Sposato’s lawyer in the Dillon scam was disbarred in 1996 for his role in helping defraud a retired schoolteacher in Florida of $120,000, the bulk of his life savings. Sposato and his lawyer spent all but $510.17 of that money in a month on personal expenses and debts. Court documents describe Sposato as “the consummate con artist.”

In the Louisiana scheme, Sposato lured investors with promises of “guaranteed,” extraordinarily high-return investments, including oil remediation work in the Gulf of Mexico and the purchase of 1 million gallons of fertilizer.
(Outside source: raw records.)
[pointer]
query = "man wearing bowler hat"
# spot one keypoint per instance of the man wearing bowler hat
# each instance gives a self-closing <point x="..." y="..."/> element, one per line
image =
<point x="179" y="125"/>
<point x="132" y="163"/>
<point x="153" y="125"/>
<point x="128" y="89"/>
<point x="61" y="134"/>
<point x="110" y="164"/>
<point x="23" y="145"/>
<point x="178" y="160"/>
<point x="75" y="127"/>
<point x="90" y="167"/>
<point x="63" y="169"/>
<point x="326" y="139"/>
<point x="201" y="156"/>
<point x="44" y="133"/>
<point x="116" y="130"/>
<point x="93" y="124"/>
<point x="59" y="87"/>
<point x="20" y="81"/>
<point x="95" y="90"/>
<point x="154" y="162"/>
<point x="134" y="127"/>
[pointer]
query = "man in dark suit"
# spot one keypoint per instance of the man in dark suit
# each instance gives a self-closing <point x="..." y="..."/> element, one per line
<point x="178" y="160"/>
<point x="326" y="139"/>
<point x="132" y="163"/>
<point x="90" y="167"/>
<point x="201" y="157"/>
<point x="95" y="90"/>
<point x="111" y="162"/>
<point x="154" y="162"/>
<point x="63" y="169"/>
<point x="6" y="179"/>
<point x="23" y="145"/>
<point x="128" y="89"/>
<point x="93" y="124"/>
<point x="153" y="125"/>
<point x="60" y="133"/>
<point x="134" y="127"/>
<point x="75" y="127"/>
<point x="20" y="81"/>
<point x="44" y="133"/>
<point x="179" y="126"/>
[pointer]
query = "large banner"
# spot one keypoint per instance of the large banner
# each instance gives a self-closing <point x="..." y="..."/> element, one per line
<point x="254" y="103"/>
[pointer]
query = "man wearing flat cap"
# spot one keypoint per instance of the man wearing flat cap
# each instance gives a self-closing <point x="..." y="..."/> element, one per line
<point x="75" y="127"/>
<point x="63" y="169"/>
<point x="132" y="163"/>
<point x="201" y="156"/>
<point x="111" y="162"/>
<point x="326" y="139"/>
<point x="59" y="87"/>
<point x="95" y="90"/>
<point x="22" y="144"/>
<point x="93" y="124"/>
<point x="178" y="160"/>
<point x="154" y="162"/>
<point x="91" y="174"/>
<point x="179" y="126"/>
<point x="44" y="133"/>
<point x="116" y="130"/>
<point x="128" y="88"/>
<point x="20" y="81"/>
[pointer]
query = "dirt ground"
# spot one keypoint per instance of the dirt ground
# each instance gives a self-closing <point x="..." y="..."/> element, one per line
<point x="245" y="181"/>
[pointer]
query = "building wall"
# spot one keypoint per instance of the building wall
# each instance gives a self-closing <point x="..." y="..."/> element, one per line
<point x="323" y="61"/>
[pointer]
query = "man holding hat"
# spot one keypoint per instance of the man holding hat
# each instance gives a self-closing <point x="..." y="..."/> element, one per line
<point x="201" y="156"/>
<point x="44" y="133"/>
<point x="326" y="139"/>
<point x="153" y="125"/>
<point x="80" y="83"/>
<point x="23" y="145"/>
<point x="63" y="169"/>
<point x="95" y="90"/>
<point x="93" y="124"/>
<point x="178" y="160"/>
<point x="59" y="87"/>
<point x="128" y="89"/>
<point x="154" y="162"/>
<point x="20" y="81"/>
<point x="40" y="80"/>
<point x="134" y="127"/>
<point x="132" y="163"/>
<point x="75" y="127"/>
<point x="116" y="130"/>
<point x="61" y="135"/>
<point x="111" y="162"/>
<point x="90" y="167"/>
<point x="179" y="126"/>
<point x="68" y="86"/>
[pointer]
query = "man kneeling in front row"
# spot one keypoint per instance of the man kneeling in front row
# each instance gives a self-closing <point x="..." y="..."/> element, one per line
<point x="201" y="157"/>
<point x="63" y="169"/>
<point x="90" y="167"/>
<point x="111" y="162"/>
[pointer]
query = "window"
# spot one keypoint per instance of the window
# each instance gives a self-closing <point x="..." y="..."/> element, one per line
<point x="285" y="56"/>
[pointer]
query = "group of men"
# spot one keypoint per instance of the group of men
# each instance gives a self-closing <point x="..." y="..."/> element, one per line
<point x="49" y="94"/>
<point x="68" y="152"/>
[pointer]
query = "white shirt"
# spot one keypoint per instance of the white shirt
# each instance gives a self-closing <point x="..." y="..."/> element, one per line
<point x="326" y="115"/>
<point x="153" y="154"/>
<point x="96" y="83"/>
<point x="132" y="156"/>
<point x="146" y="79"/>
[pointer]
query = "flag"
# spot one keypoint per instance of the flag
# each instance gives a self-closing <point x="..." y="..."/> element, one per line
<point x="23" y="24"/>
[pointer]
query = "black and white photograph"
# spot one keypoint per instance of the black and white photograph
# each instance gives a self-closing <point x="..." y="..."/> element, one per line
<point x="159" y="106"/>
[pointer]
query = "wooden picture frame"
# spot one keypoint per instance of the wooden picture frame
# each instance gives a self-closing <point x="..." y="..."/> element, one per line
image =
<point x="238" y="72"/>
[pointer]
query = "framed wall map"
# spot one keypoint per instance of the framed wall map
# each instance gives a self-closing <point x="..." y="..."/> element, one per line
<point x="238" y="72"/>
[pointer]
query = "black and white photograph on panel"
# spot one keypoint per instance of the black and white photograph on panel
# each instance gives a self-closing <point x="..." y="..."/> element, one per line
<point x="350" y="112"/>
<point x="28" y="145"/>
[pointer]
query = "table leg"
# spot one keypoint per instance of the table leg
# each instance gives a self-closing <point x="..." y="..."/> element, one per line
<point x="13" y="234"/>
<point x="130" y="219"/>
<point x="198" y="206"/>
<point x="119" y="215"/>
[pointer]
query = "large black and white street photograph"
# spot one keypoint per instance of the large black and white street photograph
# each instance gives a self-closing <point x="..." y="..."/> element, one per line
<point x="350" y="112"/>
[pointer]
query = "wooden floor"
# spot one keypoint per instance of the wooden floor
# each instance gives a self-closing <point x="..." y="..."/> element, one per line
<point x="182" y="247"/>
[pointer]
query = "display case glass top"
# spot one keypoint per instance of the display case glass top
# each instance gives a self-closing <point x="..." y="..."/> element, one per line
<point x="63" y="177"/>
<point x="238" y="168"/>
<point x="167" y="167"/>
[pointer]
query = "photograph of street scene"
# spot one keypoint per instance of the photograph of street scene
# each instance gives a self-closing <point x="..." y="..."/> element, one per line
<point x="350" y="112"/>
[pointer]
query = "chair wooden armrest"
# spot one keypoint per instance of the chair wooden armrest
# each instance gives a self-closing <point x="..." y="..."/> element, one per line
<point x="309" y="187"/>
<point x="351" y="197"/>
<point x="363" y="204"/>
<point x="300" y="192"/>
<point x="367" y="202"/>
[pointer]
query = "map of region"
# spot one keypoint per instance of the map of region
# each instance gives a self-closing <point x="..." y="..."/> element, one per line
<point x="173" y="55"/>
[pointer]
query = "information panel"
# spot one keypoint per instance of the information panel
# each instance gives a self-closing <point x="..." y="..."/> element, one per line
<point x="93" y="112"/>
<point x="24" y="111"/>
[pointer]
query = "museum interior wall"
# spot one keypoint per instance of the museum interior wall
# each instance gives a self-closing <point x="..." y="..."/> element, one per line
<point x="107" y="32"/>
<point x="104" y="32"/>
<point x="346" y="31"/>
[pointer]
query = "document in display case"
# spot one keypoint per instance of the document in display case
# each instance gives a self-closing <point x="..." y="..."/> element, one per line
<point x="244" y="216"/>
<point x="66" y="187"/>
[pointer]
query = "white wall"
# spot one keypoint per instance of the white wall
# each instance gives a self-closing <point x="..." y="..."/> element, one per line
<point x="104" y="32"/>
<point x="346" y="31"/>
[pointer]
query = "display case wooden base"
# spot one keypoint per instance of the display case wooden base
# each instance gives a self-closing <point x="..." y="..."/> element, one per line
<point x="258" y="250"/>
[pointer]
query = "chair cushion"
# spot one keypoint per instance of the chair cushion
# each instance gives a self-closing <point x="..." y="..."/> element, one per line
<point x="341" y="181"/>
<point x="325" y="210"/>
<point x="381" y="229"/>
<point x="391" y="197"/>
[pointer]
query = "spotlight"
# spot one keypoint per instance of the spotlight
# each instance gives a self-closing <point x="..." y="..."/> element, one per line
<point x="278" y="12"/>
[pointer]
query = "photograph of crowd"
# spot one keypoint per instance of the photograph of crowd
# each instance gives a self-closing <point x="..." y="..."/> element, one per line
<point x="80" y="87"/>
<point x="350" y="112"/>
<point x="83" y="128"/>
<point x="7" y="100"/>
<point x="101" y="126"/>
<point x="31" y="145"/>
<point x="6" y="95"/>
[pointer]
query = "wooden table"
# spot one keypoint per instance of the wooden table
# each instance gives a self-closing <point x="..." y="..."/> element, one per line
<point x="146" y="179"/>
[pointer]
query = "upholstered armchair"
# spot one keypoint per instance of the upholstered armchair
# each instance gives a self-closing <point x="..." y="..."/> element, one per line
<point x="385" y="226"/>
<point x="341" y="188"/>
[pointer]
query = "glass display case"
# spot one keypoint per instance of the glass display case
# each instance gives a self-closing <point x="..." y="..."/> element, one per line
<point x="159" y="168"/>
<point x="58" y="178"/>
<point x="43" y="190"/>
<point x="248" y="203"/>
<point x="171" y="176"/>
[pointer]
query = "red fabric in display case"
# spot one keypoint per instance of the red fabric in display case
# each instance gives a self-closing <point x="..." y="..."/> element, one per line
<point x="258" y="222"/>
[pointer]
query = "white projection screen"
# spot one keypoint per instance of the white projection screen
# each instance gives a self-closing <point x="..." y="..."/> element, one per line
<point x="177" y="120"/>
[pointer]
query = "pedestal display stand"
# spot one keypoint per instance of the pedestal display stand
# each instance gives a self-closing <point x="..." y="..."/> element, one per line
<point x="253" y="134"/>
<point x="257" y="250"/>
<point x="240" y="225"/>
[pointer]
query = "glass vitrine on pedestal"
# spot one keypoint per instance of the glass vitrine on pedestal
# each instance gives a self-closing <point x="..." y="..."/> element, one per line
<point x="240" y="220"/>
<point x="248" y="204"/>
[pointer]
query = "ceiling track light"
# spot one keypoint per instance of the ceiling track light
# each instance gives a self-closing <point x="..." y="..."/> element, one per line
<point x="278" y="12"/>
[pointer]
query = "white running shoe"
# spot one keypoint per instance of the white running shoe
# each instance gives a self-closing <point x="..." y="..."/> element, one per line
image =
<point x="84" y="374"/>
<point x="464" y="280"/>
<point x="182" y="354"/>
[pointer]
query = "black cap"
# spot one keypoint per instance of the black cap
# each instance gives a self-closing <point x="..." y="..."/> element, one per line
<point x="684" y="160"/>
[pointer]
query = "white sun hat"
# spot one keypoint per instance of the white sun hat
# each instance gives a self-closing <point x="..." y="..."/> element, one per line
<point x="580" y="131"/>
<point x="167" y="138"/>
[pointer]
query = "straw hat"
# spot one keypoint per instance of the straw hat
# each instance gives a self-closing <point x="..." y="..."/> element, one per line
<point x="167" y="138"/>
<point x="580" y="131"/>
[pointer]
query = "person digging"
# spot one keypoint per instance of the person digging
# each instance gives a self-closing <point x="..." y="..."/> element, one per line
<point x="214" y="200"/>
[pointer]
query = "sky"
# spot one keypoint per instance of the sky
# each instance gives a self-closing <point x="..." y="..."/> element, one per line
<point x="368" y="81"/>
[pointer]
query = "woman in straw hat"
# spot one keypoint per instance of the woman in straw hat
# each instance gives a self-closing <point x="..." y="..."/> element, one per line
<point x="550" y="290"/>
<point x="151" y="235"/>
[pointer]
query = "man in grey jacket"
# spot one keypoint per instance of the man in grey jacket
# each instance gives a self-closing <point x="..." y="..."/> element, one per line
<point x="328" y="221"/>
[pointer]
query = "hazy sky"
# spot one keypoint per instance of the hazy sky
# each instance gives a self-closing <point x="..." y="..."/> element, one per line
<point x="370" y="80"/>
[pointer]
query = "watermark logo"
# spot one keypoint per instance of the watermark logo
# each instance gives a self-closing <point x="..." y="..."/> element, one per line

Instead, court documents say, Sposato used the money for personal expenses and gifts for various friends, including a Chevrolet Camaro for his girlfriend and breast augmentation surgery for a second girlfriend.



When payments to investors were delayed, Sposato made a range of excuses, including family illnesses, weather and issues with international financial institutions where the funds were supposedly invested. He also made “lulling” payments to restive investors with other people’s money and used bogus documents to make the investments appear legitimate.

He was sentenced to 7 years in prison and ordered to pay $2,559,725 in restitution.